With the VA, we're at the reform part of the cycle. The House and Senate have each passed their own legislation to fix the VA's health system, including a massive infusion of money -- at least $50 billion a year -- to allow veterans to seek private health care. Fiscal watchdogs are crying foul, and the measures have ignited a furious debate over whether Congress should cut other programs. In its rush to address public outrage, Congress is proposing dramatic changes that could have benefited from more thorough consideration.
The irony is that this need not have happened -- not with the VA, nor with the IRS, or FEMA, or any of the other cases in recent years where the federal bureaucracy proved to be dysfunctional and Congress rushed in with a half-baked fix. Mostly what is needed is for Congress to do its job properly in the first place.
This means exercising its oversight responsibilities and catching problems before they mushroom. Diligent oversight can repair unresponsive bureaucracies, expose misconduct, and help agencies and departments become more effective.
To do this, it first needs to know what's happening. Each committee and subcommittee with oversight responsibility should be keeping track -- on a close, even intimate basis -- of the department and agencies in its purview. Performance, budget, personnel, management challenges, major and minor problems: members of Congress ought to be experts on them all. They should also listen carefully to their constituents and interest groups focused on the performance of a particular agency, which are often in a position to give Congress valuable information. Understanding the facts, working cooperatively with the federal agency, and anticipating problems is a far more useful approach than Congress's usual pattern of throwing up its hands at a scandal and blaming everyone else for the problem. The crush of demand for VA services in the wake of two wars was easily foreseeable. Had Congress been on its toes, it could have reacted to it.
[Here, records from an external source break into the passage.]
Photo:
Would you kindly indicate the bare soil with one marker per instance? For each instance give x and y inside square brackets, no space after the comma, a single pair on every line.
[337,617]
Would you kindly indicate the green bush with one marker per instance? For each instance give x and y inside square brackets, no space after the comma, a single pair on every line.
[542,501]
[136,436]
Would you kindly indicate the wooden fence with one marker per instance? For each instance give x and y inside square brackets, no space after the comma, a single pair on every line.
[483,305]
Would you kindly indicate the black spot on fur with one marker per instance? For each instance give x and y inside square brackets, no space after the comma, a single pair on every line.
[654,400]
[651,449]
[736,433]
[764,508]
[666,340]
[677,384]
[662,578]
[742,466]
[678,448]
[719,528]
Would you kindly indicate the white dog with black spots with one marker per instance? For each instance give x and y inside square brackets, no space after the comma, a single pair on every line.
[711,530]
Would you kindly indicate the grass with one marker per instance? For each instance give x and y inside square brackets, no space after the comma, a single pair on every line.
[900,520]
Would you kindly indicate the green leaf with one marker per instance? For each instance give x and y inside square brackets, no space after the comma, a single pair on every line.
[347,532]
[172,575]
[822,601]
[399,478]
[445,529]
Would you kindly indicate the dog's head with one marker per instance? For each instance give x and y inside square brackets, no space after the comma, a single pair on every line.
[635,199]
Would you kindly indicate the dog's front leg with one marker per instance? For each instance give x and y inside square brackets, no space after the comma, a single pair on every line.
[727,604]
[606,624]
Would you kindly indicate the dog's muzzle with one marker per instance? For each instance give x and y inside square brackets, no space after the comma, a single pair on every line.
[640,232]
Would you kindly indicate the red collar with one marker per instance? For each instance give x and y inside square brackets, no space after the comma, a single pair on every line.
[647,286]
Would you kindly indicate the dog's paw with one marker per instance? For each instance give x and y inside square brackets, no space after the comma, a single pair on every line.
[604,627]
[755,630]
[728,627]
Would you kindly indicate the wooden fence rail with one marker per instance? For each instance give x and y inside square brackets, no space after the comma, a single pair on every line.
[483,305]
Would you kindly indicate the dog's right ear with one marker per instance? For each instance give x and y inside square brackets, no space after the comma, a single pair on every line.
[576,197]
Congress must also get serious about reforming the federal bureaucracy. Federal employees deserve to feel they're being listened to, respected, and treated fairly, but management also must have flexibility to hire and fire, and to handle personnel problems constructively.
If Congress wants federal agencies to work better, it has to work tirelessly to understand problems and help repair them. It cannot eliminate politics from this oversight process, but politics should not drive the whole oversight enterprise.
The point is that many failures of the federal bureaucracy can be avoided with robust congressional oversight. It's a crucial part of improving the performance of government, and Congress has a duty to get ahead of problems, not lag constantly behind. Unless it's willing to accept its responsibility for diligent oversight, the next scandal is only a matter of time.
• Lee Hamilton is director of the Center on Congress at Indiana University. He was a member of the U.S. House of Representatives for 34 years.